Ja mam 21 i coraz więcej widzę wysypu bombelków. To jest straszne bo ja czuje się jakbym miał 16 lat nadal i gdzie tu myśleć o dziecku xD Jednak moja ulubioną rozrywką z tego jest patrzenie jak szybko biorą slub a potem udają zakochanych XDDDD
@jadewtrzyzer0cztery: Proszę mnie tu od przegrywów nie wyzywać, to, że niektóre rzeczy mi nie wyszły nie sprawia, że uważam się za takiego
Swoją drogą to ładna była całkiem, siedziałem z nią parę razy w ławce a zazwyczaj to w ławce przed nią z kolegą i nie raz jakieś wygłupy były xD
Generalnie to do nauki pierwsza nie była a teraz widać czym się skończyło
Jedyne co mogę teraz powiedzieć to XD
@jadewtrzyzer0cztery: Tamto nazwijmy to chwilą słabości. Generalnie moim jedynym problemem jest brak znajomych oraz, co się z tym wiąże, problem z utrzymywaniem i zawieraniem kontaktów międzyludzkich. Po przemyśleniach doszedłem do wniosku, że wynika to w głównej mierze z braku doświadczenia (jakkolwiek to brzmi) aniżeli faktycznego bycia przegrywem. Ów brak doświadczenia właśnie, w połączeniu z niskim poczuciem wartośći, z którym miałem lekki problem, doprowadził do sytuacji w której jestem obecnie. Ale wszystko
@szymon465: jej strata jak chciało się dymać bez gumy to teraz będzie niełatwa zabawa z dzieckiem. W tym wieku myśli się jeszcze o zabawie, korzystaniu z życia, a nie o dorosłym życiu ładnie mówiąc.

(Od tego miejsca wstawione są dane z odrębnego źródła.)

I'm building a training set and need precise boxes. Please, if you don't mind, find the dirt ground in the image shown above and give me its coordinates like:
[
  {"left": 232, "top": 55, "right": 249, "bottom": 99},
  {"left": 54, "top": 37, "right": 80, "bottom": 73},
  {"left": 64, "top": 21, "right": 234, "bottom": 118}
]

Znałem osiedle gdzie osiemnastka bez dziecka to był ewenement, taka tragedia, z jednej chciały się bawić, a z drugiej we łbie siano.
@szymon465: Też jak koleżanka z klasy z podstawówki i gimnazjum urodziła mając 19 lat to myślałam, że przegrała w życie. Teraz mamy po 31 lat, ja mam prawie roczne dziecko i dopiero zaczynam tą przygodę, ona ma odchowanego dzieciaka, firmę która dobrze prosperuje i korzysta z pełni życia, podczas gdy ja już dużo starsza niż te 12 lat temu mam nieprzespane noce i jest czasami bardzo ciężko.